Des questions autour du F-35

Un document interne à l’armée «s’interroge» sur les capacités de l’avion américain

L’avion de combat F-35A de Lockheed Martin fait partie des quatre postulants sélectionnés par Berne.

Jets de combat L L’armée joue gros et la lutte sera rude. Le 27 septembre, le peuple votera sur l’achat de nouveaux avions de combat. Le Conseil fédéral lui soumet une enveloppe de six milliards de francs, sans préciser le nombre et le modèle d’engin. Il ne fera son choix qu’à la fin de l’année parmi les quatre candidats en compétition, si la population vote oui. Le gouvernement veut éviter de cristalliser l’attention sur un jet et de revivre la débâcle du jet suédois Gripen, rejeté en votation en 2014.

Officiellement, le Département fédéral de la défense (DDPS) ne pipe mot sur les capacités de chaque candidat. Mais en coulisses, la situation est autre, comme l’illustre un rapport interne daté du début du mois. Dans ce document que nous avons consulté, le Service militaire de renseignement (SRM) se pose des questions sur la qualité de l’avion américain F-35A de Lockheed Martin, qui fait partie des quatre postulants sélectionnés par Berne. «On est en droit de s’interroger sur les capacités supersoniques du ­F-35A, la version destinée à l’US Air Force et à la plupart des clients à l’exportation.»

Lacunes détectées

En cause: des lacunes détectées dans les autres modèles de la famille, le F-35B et le F-35C. Selon le rapport, les types B et C «souffrent de sérieux problèmes lorsqu’ils utilisent la postcombustion». Le Renseignement militaire se demande si le F-35A rencontre les mêmes ennuis.

Postcombustion? Il s’agit d’une sorte de turbo, de gros coup d’accélérateur. Ce dispositif donne une surpuissance temporaire au jet et est nécessaire pour rejoindre très rapidement un autre appareil. Sous son effet, et à partir d’une certaine vitesse, l’aéronef se retrouve en «vol supersonique». Les Forces aériennes suisses utilisent la postcombustion dans des missions de police du ciel, lorsqu’elles doivent par exemple rattraper un avion de ligne (pour le contrôler ou l’assister) lancé entre 850 et 900 km/h. Pour y arriver, il faut voler une fois et demie plus vite sur une certaine distance.

Toujours d’après le document militaire, la postcombustion entraîne chez les F-35B et F-35C «une augmentation excessive de la chaleur à l’arrière de la cellule de l’appareil, qui est soumise aux contraintes aérodynamiques particulières du vol supersonique. La chaleur du réacteur lors de l’utilisation de la postcombustion a provoqué des bulles et des cloques sur le revêtement RAM (Radar Absorbent Material) des F-35B/C». Le Ministère américain de la défense, le Pentagone, a admis fin avril «qu’il ne pourra pas corriger les lacunes».

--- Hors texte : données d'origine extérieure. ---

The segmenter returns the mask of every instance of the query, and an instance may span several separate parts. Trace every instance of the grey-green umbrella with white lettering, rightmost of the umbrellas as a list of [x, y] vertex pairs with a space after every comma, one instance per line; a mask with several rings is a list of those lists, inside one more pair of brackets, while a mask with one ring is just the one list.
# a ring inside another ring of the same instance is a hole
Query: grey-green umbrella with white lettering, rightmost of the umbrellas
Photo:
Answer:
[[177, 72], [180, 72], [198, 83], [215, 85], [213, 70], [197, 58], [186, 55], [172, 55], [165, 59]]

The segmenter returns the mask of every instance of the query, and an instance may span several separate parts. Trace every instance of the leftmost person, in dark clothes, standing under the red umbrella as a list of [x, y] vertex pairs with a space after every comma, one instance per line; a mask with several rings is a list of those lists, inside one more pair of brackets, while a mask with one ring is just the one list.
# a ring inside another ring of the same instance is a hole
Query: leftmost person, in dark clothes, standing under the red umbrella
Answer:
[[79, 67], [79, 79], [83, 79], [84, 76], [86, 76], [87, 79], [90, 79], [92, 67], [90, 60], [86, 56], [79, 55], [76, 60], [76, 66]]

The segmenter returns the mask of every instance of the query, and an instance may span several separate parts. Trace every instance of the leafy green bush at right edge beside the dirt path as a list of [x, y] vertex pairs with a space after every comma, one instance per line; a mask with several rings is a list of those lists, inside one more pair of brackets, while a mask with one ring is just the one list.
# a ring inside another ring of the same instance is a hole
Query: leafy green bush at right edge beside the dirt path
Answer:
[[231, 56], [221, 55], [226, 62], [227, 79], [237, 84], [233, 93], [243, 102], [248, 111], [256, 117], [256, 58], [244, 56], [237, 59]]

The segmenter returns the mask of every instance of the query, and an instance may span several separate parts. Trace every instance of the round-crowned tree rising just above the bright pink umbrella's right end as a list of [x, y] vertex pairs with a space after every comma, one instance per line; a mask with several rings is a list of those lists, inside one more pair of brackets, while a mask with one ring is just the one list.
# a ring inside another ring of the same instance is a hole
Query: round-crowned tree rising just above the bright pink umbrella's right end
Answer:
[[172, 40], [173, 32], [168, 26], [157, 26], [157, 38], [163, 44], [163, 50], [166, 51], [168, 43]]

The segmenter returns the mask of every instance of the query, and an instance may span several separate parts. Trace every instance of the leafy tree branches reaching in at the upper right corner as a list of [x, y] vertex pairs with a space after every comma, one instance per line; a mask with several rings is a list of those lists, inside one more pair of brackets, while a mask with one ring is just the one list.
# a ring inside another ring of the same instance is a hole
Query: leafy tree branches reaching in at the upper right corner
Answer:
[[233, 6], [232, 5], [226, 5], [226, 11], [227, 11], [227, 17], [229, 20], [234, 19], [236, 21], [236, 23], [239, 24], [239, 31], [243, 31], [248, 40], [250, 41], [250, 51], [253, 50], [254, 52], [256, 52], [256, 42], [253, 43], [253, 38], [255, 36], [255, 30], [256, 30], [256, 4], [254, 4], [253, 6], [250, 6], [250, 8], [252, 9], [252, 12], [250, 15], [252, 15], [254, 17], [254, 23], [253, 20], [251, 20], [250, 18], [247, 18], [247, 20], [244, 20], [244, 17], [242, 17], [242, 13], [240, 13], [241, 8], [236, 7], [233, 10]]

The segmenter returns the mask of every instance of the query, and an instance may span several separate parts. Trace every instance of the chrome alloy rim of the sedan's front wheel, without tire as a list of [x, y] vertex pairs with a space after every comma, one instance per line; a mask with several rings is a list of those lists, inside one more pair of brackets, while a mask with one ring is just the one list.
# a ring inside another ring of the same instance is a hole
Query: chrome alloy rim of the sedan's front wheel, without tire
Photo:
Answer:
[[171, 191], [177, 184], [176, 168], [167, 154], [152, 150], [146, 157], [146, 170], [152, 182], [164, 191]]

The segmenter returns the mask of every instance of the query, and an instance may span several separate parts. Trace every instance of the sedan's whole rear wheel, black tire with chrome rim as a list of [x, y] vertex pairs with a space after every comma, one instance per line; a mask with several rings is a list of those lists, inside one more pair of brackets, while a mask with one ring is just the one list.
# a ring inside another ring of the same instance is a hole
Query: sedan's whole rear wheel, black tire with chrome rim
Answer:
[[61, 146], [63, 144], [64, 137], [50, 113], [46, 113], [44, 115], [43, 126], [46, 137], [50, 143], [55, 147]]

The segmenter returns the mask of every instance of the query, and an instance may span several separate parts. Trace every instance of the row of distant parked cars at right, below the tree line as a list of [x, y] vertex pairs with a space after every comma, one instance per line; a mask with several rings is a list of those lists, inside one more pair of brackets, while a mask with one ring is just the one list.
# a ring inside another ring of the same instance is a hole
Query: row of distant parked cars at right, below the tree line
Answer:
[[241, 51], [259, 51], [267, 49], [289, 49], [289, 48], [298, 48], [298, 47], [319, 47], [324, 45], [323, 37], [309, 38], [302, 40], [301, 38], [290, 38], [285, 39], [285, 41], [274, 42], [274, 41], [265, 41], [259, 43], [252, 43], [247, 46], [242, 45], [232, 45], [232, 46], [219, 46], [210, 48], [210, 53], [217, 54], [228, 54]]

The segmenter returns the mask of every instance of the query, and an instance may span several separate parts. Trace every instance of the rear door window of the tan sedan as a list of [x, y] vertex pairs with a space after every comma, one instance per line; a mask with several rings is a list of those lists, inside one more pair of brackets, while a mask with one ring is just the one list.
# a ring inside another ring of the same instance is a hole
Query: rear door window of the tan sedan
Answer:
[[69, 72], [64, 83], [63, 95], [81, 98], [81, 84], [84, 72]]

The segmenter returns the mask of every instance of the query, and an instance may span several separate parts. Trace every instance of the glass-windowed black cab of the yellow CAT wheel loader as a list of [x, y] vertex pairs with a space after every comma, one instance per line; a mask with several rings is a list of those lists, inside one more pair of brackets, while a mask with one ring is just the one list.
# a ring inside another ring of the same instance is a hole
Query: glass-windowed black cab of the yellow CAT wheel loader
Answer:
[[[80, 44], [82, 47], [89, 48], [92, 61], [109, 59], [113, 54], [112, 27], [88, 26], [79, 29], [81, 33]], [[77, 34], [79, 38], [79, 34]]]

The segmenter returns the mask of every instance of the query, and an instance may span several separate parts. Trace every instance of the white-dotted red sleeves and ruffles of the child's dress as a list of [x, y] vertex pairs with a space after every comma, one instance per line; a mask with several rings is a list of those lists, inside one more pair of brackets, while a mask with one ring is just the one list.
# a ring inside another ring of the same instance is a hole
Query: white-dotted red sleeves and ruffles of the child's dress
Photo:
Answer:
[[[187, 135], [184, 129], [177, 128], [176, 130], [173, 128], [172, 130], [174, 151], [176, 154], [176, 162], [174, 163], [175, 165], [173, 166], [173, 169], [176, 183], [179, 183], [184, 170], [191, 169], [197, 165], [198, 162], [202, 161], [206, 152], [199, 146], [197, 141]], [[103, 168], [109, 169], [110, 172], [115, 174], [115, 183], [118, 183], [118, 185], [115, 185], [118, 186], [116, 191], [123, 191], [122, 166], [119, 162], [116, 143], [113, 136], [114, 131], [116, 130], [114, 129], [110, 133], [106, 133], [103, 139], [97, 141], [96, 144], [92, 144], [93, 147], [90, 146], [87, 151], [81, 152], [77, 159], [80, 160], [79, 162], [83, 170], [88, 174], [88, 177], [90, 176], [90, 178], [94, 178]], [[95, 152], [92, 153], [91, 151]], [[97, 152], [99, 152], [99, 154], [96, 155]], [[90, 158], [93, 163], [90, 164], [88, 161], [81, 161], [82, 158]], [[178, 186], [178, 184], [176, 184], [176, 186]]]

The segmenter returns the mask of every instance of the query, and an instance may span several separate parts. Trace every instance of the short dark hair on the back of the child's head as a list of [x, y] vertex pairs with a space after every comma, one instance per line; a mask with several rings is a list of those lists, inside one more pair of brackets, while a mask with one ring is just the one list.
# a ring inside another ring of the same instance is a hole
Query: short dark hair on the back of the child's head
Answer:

Ces difficultés connues par le B et C sont-elles également présentes dans le modèle A, que l’armée suisse pourrait acheter? C’est la question que pose le Service de renseignement militaire.

Contacté, le fabricant américain du F-35A, Lockheed Martin, répond par la négative. «La chaleur émise par la postcombustion ne présente aucun problème pour le F-35A, dont la postcombustion n’a pas les mêmes caractéristiques que les modèles B et C. La capacité du F-35A en postcombustion ou en vol supersonique n’est donc pas remise en question», assure un porte-parole.

Discrétion officielle

Le constructeur relativise les lacunes des variantes B et C, qui ont poussé l’armée américaine à limiter les durées de vol à haute vitesse. «Les limitations de temps de vol pour les modèles F-35B et F-35C interviennent à des vitesses qui ont peu de probabilité d’être atteintes en engagement réel. Ainsi, les défauts ont été trouvés sur ces deux modèles à l’occasion d’exercices durant lesquels les machines ont été poussées au maximum de leurs capacités à plusieurs reprises.»

A Berne, l’Office fédéral de l’armement (Armasuisse), responsable des tests des candidats, ne se prononce pas officiellement. «Le Département fédéral de la défense entretient un échange régulier avec tous les candidats au sujet de leurs offres et de thèmes actuels.» Il «ne donne par principe pas de renseignements spécifiques sur les contenus des discussions», poursuit le chef de la communication, Kaj-Gunnar Sievert, qui renvoie au fabricant Lockheed Martin. «Le F-35A a accompli le même programme d’essais que les autres candidats, dont une mission de police aérienne avec vol supersonique.»

Les résultats de ces essais, effectués l’an dernier à Payerne, demeurent secrets. Le match se poursuit entre le F-35 et ses trois concurrents, le français Rafale, l’européo-allemand Eurofighter et l’américain F/A-18 Super Hornet.